A Casa de Oxumarê clama por respeito, ética e apela bons costumes! A destruição de um patrimônio sagrado revela a urgência de um compromisso coletivo com os valores que sustentam uma sociedade justa e harmônica. O respeito à diversidade religiosa, à cultura do povo negro e aos espaços sagrados é um dever de cada cidadão. Manter o diálogo e a convivência pacífica entre diferentes expressões de fé é um sinal de civilidade e dignidade humana.
Exigimos retratação pública por parte da Torcida Organizada Bamor, bem como medidas concretas para a conscientização de seus membros sobre o valor dos patrimônios afro-brasileiros e o respeito às religiões de matriz africana.

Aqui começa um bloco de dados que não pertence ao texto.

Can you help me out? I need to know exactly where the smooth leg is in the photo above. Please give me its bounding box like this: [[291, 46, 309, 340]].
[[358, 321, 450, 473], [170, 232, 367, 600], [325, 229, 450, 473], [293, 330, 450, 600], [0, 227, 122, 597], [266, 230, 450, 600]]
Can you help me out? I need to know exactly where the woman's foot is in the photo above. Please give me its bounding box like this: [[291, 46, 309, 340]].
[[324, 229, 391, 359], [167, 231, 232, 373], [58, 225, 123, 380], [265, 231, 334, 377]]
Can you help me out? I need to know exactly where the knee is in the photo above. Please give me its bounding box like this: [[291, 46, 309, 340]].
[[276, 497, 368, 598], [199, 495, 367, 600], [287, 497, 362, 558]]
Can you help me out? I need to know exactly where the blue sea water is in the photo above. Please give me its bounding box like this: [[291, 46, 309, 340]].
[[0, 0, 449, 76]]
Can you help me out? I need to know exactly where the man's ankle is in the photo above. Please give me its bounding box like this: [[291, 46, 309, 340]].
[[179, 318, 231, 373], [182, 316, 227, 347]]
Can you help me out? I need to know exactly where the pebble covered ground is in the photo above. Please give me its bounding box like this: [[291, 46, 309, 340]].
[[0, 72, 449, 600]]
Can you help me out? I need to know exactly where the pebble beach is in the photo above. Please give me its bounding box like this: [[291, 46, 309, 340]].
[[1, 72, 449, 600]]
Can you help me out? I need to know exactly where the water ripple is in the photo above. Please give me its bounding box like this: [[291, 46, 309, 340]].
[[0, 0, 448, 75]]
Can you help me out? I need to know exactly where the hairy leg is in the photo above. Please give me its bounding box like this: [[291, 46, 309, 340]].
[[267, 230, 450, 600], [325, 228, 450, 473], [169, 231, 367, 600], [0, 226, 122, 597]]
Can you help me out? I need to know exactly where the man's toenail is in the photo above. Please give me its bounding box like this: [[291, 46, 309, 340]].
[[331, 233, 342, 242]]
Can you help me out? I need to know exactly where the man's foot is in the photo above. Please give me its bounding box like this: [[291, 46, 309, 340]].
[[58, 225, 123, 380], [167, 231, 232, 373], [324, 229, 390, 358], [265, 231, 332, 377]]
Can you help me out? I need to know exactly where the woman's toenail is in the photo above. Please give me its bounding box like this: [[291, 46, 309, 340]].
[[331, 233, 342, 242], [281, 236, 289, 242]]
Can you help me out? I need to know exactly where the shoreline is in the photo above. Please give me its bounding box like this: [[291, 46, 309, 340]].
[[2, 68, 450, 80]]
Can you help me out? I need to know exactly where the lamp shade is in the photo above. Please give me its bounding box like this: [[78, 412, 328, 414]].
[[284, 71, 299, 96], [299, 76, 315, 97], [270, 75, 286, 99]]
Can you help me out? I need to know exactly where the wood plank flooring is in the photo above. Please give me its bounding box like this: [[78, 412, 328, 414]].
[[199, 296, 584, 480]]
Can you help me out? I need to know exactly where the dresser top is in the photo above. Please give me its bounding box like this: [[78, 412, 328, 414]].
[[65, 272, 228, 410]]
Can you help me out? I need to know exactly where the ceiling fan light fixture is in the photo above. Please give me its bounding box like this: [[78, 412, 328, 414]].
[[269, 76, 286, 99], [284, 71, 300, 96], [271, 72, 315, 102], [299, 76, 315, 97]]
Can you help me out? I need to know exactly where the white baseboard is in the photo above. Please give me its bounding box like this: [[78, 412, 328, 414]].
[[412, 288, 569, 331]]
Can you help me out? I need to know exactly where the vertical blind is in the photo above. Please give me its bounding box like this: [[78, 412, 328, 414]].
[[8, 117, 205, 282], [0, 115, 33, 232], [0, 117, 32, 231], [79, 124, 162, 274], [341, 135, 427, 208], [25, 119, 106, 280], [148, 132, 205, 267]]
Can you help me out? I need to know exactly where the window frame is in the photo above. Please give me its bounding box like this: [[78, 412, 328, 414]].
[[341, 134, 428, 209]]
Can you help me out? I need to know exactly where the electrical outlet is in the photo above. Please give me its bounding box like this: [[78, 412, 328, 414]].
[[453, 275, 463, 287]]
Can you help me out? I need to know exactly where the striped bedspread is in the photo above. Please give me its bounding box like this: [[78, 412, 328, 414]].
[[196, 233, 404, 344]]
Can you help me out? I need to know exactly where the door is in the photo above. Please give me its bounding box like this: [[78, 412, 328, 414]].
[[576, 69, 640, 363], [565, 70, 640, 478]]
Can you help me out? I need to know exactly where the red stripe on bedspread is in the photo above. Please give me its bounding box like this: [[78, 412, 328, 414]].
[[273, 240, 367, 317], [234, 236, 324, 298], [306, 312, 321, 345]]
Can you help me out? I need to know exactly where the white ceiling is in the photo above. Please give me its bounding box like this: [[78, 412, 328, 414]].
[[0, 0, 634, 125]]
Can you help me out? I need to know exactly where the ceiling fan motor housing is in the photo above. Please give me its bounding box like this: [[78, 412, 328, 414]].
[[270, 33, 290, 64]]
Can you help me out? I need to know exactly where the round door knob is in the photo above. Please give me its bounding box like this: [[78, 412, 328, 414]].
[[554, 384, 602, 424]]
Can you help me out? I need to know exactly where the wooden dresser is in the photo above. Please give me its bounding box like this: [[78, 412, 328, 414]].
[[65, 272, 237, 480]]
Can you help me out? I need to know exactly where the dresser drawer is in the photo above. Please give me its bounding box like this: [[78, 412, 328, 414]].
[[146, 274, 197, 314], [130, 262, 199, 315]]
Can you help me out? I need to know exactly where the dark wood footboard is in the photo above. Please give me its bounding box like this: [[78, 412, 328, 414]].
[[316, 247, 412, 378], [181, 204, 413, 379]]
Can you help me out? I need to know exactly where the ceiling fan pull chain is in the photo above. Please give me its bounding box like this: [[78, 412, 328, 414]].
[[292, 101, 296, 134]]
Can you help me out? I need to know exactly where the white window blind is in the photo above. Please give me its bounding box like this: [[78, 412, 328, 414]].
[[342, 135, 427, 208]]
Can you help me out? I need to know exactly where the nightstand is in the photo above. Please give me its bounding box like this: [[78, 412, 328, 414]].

Não se trata apenas de reparar um erro, mas de reafirmar o compromisso com os princípios éticos e com o respeito mútuo, bases essenciais para a convivência em sociedade.
Oxumarê é o orixá que renova, que traz o arco-íris após a tempestade. Que este episódio seja um marco para relembrarmos a importância da diversidade religiosa, do respeito ao sagrado e da proteção aos espaços de culto afro-brasileiros. Que a sabedoria dos nossos ancestrais guie nossos passos e fortaleça nossa resistência.
Resistiremos, como sempre fizemos, de pé e cantando para os Orixás.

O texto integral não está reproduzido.